La dernière découverte en date, un fémur gauche, est d’autant plus remarquable qu’elle est en cohérence avec d’autres gros os trouvés à proximité dans un ensemble – encore incomplet – qui est « probablement » l’arrière-train d’un sauropode, une bête « qui devait faire une trentaine de mètres de long » selon M. Allain. « Plus grand et plus robuste qu’un diplodocus », ajoute M. Tournepiche.
La belle surprise est venue la semaine dernière lorsqu’un jeune doctorant, Maxime Lasseron, a commencé à gratter un « bout d’os » qui allait devenir le monumental fémur. Il paraît d’abord un peu abîmé, mais se révèle vite un morceau de choix : « Avec les autres, on se demandait quand on en verrait la fin. On se disait : Oh, il y en a encore ! C’est quoi comme os ? Pourvu qu’il soit entier ! » « Cela m’a coûté cher, car j’avais promis le champagne s’il était entier », s’amuse Jean-François Tournepiche.
Ce fémur « est vraiment unique de par sa qualité de préservation, sa fossilisation parfaite, explique Ronan Allain. Il sera plus pertinent au niveau scientifique (que celui de 2010) ».
En comparant les deux fémurs, dit le paléontologue, on pourrait apprendre s’il s’agit du même animal ou de la même espèce de sauropode, s’ils étaient contemporains, s’ils vivaient ensemble, etc. Et en analysant cet « arrière-train », « on va pouvoir reconstituer la masse musculaire de l’animal, étudier la façon dont il se déplaçait », renchérit M. Tournepiche.
Le site d’Angeac est un « vrai trésor national » qui l’a déjà beaucoup gâté, mais maintenant Ronan Allain « rêve secrètement » d’y trouver des éléments de squelette d’un dinosaure carnivore.
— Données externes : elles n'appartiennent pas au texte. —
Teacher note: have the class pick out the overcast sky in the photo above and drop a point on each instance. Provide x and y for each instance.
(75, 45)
Cette quête aboutira peut-être, car la durée de vie du site charentais vient d’être prolongée : les carrières Audouin, propriétaires des lieux, ont offert aux paléontologues 4 000 m2 de plus à gratter. « Un deuxième cadeau d’anniversaire pour nos 10 ans », glisse Jean-François Tournepiche. « On est occupé pour 30 ans ! »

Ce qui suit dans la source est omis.